I take them off for the harsh Canadian winters but they do fine in the dry/wet. I don't think I'd even attempt these in the winter lol. I think they are good enough that I'd buy another set once these wear out.


----------



## Gonzo74 (Mar 1, 2014)

I have had good luck with the Yokohama Avid series tires. They are made in the U.S. , which is shocking to me. They are also a low rolling resistance tire and cut down on road noise. I have driven in 6" of snow with them before and although that is about the max depth that the cruze can run in, they did very well. I did turn around and skip work that day. Didn't want to risk it, but they got me home. My two cents. Where I live in Missouri they were about $135 a piece.


----------



## Patman (May 7, 2011)

2013LT said:


> I take them off for the harsh Canadian winters but they do fine in the dry/wet. I don't think I'd even attempt these in the winter lol. I think they are good enough that I'd buy another set once these wear out.
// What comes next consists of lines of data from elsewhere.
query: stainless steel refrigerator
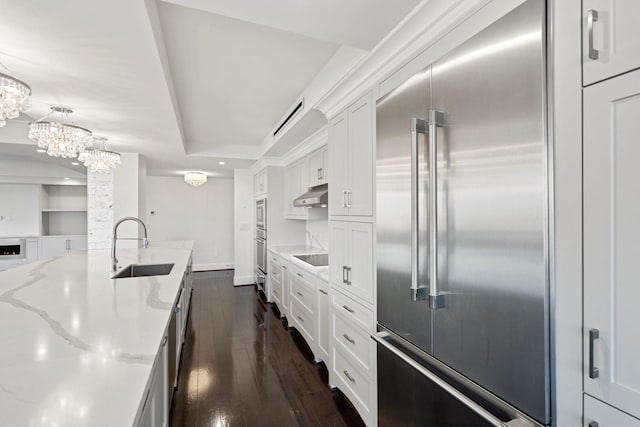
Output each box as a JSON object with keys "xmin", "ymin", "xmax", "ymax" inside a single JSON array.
[{"xmin": 374, "ymin": 1, "xmax": 550, "ymax": 426}]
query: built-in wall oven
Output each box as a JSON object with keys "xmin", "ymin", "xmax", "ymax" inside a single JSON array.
[
  {"xmin": 256, "ymin": 198, "xmax": 266, "ymax": 229},
  {"xmin": 255, "ymin": 198, "xmax": 267, "ymax": 295}
]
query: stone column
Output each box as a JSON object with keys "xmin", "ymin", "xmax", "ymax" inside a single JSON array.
[{"xmin": 87, "ymin": 171, "xmax": 114, "ymax": 249}]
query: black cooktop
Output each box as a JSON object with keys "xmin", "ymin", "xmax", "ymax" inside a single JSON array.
[{"xmin": 293, "ymin": 253, "xmax": 328, "ymax": 267}]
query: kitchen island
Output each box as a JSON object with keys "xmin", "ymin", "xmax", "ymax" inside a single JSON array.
[{"xmin": 0, "ymin": 240, "xmax": 194, "ymax": 427}]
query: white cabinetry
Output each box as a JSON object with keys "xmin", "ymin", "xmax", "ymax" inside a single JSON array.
[
  {"xmin": 584, "ymin": 394, "xmax": 640, "ymax": 427},
  {"xmin": 289, "ymin": 264, "xmax": 317, "ymax": 347},
  {"xmin": 307, "ymin": 146, "xmax": 328, "ymax": 187},
  {"xmin": 329, "ymin": 92, "xmax": 374, "ymax": 217},
  {"xmin": 317, "ymin": 278, "xmax": 330, "ymax": 362},
  {"xmin": 583, "ymin": 67, "xmax": 640, "ymax": 420},
  {"xmin": 25, "ymin": 237, "xmax": 38, "ymax": 264},
  {"xmin": 40, "ymin": 235, "xmax": 87, "ymax": 259},
  {"xmin": 41, "ymin": 185, "xmax": 87, "ymax": 237},
  {"xmin": 254, "ymin": 169, "xmax": 267, "ymax": 197},
  {"xmin": 137, "ymin": 334, "xmax": 168, "ymax": 427},
  {"xmin": 583, "ymin": 0, "xmax": 640, "ymax": 85},
  {"xmin": 329, "ymin": 221, "xmax": 374, "ymax": 305},
  {"xmin": 284, "ymin": 161, "xmax": 308, "ymax": 218}
]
I bet non factory fuelmax are probably much better than the factory versions.? More tread/traction. Probably stay with the Fuelmaxs or try the Ecopias. Just researching now. And all the rain mixing with oil on the road is not a good combination.


----------



## 2013Cruze (Aug 4, 2012)

What tires are on the Cruze CTD?


----------



## BowtieGuy (Jan 4, 2013)

I wouldn't expect any significant difference in OEM vs retail versions.


----------



## money_man (Feb 25, 2014)

2013Cruze said:


> What tires are on the Cruze CTD?


The Goodyear assurance fuel max lrr tires. 

As for Michelin's being overrated, my dad tows stuff for side gig with his duramax sierra. He easily got 5 years of use out of his old Silverado with ltx m/s and he is on his third year with his ltx m/s that he put on his duramax. Every other tire we have tried just can't compete.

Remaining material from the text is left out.